Erdogan affirme qu’il «ne stoppera pas» son opération en Syrie, malgré les «menaces»

Publié le par Mémoires de Guerre

La Turquie a lancé mercredi une offensive dans le nord-est de la Syrie. Cette opération a suscité un tollé international.

Erdogan affirme qu’il «ne stoppera pas» son opération en Syrie, malgré les «menaces»

 La Turquie « ne stoppera pas » l’opération qu’elle mène en Syrie contre une milice kurde soutenue par l’Occident, a affirmé vendredi le président Recep Tayyip Erdogan, rejetant les « menaces » en ce sens.

« Peu importe ce que certains disent, nous ne stopperons pas cette » opération qui vise les Unités de protection du peuple (YPG) dans le nord-est de la Syrie, a déclaré M. Erdogan lors d’un discours à Istanbul.

« On reçoit maintenant des menaces à droite et à gauche, on nous dit ‘Arrêtez’. (…) Nous ne reviendrons pas en arrière », a insisté M. Erdogan.

La Turquie a lancé mercredi une offensive dans le nord-est de la Syrie contre les YPG, une milice kurde soutenue par les pays occidentaux mais qualifiée de « groupe terroriste » par Ankara.

La Turquie vivement critiquée

Cette opération a suscité un tollé international.

Après avoir semblé donner son feu vert à cette opération, le président américain Donald Trump a soufflé le chaud et le froid, menaçant notamment d’« anéantir » l’économie turque si Ankara « dépassait les bornes ».

Vendredi, Washington a indiqué que le ministre américain de la Défense avait « fortement encouragé » la Turquie à « interrompre » son opération en Syrie, lors d’un entretien téléphonique la veille avec son homologue turc. Donald Trump a autorisé, sans toutefois les activer pour l’instant, des sanctions très fermes contre la Turquie, qui mène une offensive dans le nord de la Syrie contre une milice kurde, a aussi déclaré ors d’une conférence de presse le secrétaire au Trésor américain Steven Mnuchin. « Ce sont de très fortes sanctions.

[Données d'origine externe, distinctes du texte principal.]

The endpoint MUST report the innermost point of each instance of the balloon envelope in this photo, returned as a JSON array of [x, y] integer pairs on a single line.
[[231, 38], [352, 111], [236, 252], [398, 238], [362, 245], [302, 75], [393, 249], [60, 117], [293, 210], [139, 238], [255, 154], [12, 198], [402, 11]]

Nous espérons que nous n’aurons pas à les utiliser mais nous pouvons neutraliser l’économie turque si nécessaire », a prévenu le secrétaire américain au Trésor dans une conférence de presse.

L’Union européenne a vivement critiqué l’offensive turque et une ministre française a affirmé vendredi que la carte des sanctions était « sur la table ».

La Turquie affirme que cette opération vise à mettre en place une « zone de sécurité » de 32 km de profondeur le long de sa frontière afin de séparer celle-ci des territoires contrôlés par les YPG.

« Nous continuerons notre combat jusqu’à ce que tous les terroristes soient descendus au sud des 32 km » prévus par cette zone, a déclaré vendredi M. Erdogan.